Anti-CD74 monoclonal antibody (against Ii) was purchased from BD Biosciences-Pharmingen (San Diego, CA) and the hybridoma secreting anti-Ii monoclonal antibody PIN1.1 was kindly donated by Dr. Peter Cresswell (Yale University, New Haven, CT). The anti-MHC class I molecule monoclonal antibody H58A was purchased from VMRD, Inc. (Pullman, WA). H58A binds to MHC class I molecules from many species (including human, mouse, and rabbit). The hybridomas secreting monoclonal antibody 30-5-7 [21], W6/32 (which recognizes the β2m-associated, folded HLA class I molecule [4,22]), and HC10 (which recognizes open HLA class I molecules [31,32]) were donated by Dr. Ted Hansen (Washington University, St. Louis, MO). The 30-5-7 monoclonal antibody is specific for H2-Ld [21] and was used as a isotype control for flow cytometry. The hybridoma secreting monoclonal antibody BB7.2 [23], which recognizes HLA-A2, was obtained from the American Type Culture Collection (Manassas, VA). The monoclonal antibody specific for α-tubulin was purchased from Sigma-Aldrich (St. Louis, MO).

Immunoprecipitations and Western blots were performed by procedures similar to previously described methods [36], with 4→20% acrylamide Tris-glycine gels (Invitrogen) used for electrophoresis. Flow cytometry procedures used were similar to those described in [25], with phycoerythrin-conjugated, Fc-specific F(ab')2 portion of goat anti-mouse IgG (Jackson ImmunoResearch, West Grove, PA). The cell analysis was performed on a FACSCalibur flow cytometer with Cell Quest software (BD Biosciences, San Jose, CA). For assessment of the cell surface HLA class I molecule turnover rate, treatments with 5 μg/ml brefeldin A (Sigma-Aldrich, St. Louis, MO) with subsequent flow cytometry assays were performed [39]. Statistical analyses to compare experimental results to control results were done with SPSS software (SPSS Inc., Chicago, IL).

Results

Ii was found to be endogenously expressed by the MDA-MB435S breast tumor line

To begin to understand how HLA class I molecules might be affected by Ii in tumor cells, we examined the expression of Ii by several human tumor cell lines. An Ii transfectant of T47D was also included in the flow cytometric analysis as a positive control (Fig. 1A and B).
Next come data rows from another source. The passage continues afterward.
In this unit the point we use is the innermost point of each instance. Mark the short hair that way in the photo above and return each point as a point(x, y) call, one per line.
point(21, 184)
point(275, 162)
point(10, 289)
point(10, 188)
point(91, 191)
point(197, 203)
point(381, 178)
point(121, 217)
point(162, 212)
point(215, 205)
Among the tumor cell lines that we examined, the highest level of Ii was detected on MDA-MB435S breast tumor cells (Fig. 1A and C). Little or no endogenous Ii was detected on the other tumor cell lines tested (Fig. 1A). The MCF-7 breast carcinoma cell line has been reported to express Ii with a glycosylation defect [12] but in our experiments we detected no Ii in this cell line by Western blotting, although we could detect Ii expression in MDA-MB435S cells by the same Western blot (Fig. 1D). These experiments identified the MDA-MB435S cell line as a breast tumor cell line that endogenously expresses intracellular and cell surface Ii.

Figure 1
Ii was demonstrated to be expressed by MDA-MB435S. (A) The mean fluorescence intensity for Ii staining with the anti-CD74 monoclonal antibody is shown on the bar graph for several tumor cell lines. The mean fluorescence intensity obtained the with secondary ...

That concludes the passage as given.